GPU time-slicing¶

Run:ai supports simultaneous submission of multiple workloads to single or multi-GPUs when using GPU fractions. This is achieved by slicing the GPU memory between the different workloads according to the requested GPU fraction, and by using NVIDIA’s GPU time-slicing to share the GPU compute runtime. Run:ai ensures each workload receives the exact share of the GPU memory (= gpu_memory * requested), while the NVIDIA GPU time-slicing splits the GPU runtime evenly between the different workloads running on that GPU.
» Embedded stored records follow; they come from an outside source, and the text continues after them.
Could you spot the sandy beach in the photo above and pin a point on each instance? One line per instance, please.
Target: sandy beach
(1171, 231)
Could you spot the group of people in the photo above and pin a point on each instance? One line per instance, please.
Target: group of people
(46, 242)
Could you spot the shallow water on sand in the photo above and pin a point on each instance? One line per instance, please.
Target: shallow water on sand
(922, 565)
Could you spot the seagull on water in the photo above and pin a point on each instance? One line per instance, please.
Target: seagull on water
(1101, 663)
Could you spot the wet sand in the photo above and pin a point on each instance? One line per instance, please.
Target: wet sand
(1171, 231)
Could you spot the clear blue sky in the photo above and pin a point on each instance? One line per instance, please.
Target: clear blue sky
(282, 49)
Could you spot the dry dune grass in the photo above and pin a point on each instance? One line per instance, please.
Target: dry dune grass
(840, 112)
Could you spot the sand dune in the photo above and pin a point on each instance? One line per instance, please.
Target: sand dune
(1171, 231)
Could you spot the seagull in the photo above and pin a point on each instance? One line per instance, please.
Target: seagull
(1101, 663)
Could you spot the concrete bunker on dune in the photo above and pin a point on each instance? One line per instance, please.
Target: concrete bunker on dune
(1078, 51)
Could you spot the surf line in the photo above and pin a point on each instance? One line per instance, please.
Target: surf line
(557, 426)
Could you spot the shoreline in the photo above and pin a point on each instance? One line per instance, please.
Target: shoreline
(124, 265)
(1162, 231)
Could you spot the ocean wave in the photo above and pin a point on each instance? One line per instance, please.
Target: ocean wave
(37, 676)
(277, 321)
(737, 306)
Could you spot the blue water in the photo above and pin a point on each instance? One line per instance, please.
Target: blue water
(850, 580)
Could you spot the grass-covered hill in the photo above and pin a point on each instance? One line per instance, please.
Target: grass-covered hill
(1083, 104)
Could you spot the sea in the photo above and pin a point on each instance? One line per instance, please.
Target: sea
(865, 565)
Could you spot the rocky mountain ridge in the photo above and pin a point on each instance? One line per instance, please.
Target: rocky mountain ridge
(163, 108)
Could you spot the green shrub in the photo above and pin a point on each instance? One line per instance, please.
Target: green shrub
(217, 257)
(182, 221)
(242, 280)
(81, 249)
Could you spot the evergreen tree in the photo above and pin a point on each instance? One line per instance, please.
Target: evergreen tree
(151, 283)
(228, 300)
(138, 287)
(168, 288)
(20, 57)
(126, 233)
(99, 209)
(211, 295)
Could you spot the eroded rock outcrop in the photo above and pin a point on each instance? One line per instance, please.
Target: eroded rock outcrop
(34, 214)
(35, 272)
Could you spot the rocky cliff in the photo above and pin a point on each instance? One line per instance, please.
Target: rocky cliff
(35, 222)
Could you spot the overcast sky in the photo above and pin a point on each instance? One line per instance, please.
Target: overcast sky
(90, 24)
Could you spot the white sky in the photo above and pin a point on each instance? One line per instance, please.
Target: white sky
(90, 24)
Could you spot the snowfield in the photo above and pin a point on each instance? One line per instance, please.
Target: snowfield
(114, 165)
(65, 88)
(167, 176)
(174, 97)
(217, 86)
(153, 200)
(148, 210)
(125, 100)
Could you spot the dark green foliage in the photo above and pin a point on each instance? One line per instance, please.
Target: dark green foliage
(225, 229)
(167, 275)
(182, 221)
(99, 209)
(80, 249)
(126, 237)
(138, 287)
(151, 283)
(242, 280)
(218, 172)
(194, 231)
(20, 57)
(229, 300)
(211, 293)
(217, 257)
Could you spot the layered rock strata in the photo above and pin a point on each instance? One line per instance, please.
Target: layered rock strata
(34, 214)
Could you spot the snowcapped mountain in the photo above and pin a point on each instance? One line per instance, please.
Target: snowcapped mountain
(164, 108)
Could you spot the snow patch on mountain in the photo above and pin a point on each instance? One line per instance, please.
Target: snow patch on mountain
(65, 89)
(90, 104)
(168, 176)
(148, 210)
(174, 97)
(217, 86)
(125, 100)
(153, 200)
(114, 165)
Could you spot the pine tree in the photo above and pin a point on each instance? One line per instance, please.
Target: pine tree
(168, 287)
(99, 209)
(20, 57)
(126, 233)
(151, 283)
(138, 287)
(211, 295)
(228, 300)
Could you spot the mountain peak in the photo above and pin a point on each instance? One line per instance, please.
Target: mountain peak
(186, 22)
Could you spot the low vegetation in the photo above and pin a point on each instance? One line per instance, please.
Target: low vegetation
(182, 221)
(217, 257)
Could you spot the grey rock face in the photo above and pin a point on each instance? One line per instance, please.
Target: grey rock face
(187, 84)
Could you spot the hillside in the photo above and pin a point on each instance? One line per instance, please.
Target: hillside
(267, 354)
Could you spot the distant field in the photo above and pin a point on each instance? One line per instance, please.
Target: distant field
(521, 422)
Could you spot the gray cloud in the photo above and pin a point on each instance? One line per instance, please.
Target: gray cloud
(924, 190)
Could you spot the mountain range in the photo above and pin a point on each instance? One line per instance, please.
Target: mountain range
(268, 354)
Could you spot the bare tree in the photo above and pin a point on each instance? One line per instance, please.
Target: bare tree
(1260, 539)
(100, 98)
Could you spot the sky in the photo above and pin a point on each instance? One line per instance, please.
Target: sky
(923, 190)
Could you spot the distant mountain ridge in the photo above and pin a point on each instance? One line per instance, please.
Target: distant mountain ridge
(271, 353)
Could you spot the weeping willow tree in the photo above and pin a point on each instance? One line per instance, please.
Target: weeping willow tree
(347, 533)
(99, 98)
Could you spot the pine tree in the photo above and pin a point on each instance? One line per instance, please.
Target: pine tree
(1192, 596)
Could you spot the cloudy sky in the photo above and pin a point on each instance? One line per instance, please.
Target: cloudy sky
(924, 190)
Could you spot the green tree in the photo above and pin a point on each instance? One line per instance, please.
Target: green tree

To provide customers with predictable and accurate GPU compute resources scheduling, Run:ai’s GPU time-slicing adds fractional compute capabilities on top of Run:ai GPU fraction capabilities.

How GPU time-slicing works¶

While the default NVIDIA GPU time-slicing allows for sharing the GPU compute runtime evenly without splitting or limiting the runtime of each workload, Run:ai’s GPU time-slicing mechanism gives each workload exclusive access to the full GPU for a limited amount of time, lease time, in each scheduling cycle, plan time. This cycle repeats itself for the lifetime of the workload. Using the GPU runtime this way guarantees a workload is granted its requested GPU compute resources proportionally to its requested GPU fraction, but also allows to split GPU unused compute time up to a requested Limit.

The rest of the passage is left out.